Keith Gessen's overview of Grossman's last years underlines the tragedy:
Via Neeka's Backlog
He didn’t even know how to go about sending a manuscript abroad. Pasternak, who would have known, had died in 1960, after a nasty campaign against him in the Soviet press. Grossman read Solzhenitsyn’s “One Day in the Life of Ivan Denisovich” in manuscript and was ecstatic—at the achievement of the novella, and perhaps because this might mean that his own work would stand a better chance. But “Ivan Denisovich” described only the camps, whereas Grossman’s novel encompassed all of Soviet society. Touchingly, Grossman expected Solzhenitsyn to come and see him. The younger man had heard of Grossman’s book, and he had reached the same place as Grossman intellectually, but he had done so through the camps; by the time he began writing, he was implacably opposed to the Soviet regime. And perhaps there was some contempt for the accommodations that the older writer had made. Solzhenitsyn did not come by.

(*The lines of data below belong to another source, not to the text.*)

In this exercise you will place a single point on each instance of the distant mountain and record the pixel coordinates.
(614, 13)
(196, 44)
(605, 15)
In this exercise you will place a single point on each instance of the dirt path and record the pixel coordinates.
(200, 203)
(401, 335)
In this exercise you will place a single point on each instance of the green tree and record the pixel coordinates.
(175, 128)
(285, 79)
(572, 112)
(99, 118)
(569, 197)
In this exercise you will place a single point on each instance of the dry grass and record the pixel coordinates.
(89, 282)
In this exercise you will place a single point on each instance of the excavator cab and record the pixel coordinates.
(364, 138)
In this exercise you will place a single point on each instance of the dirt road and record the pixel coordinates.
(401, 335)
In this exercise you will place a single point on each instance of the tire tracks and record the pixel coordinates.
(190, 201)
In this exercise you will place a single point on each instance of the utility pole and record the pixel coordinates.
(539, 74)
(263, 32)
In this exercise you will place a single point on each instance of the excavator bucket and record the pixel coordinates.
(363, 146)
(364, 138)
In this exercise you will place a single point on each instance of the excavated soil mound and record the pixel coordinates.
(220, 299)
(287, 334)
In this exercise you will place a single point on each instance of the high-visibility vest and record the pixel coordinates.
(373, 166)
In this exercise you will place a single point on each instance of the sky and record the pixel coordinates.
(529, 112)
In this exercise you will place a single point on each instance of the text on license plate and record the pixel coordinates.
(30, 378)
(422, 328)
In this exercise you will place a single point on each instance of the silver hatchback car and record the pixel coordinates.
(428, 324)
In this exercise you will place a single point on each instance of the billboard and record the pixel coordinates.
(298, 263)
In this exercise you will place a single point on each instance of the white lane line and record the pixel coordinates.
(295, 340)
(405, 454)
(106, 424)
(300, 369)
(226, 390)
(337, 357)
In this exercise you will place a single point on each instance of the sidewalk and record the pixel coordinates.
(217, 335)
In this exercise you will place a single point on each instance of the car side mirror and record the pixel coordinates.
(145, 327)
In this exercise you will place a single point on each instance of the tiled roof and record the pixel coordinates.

Life at home was miserable: Grossman was now debilitated by cancer, and got on poorly with his wife and his grown stepson, Fyodor. Olga thought that he should write screenplays, and when he was in the hospital she got rid of his dog. (Grossman, admittedly, had been conducting an affair.) Meanwhile, the people who watched such things continued to watch Grossman. On October 25, 1962, at the height of the Cuban missile crisis, the Central Committee heard a report from one of its stooges at the Writers’ Union: not only was Grossman unrepentant; he would, when prodded, become “very angry and express hostile views on Soviet society.” The next day, the committee learned that Grossman was at work on another “anti-Soviet” novel. Grossman’s American biographers, the Garrards, suggest that it was Fyodor who betrayed the contents of the book.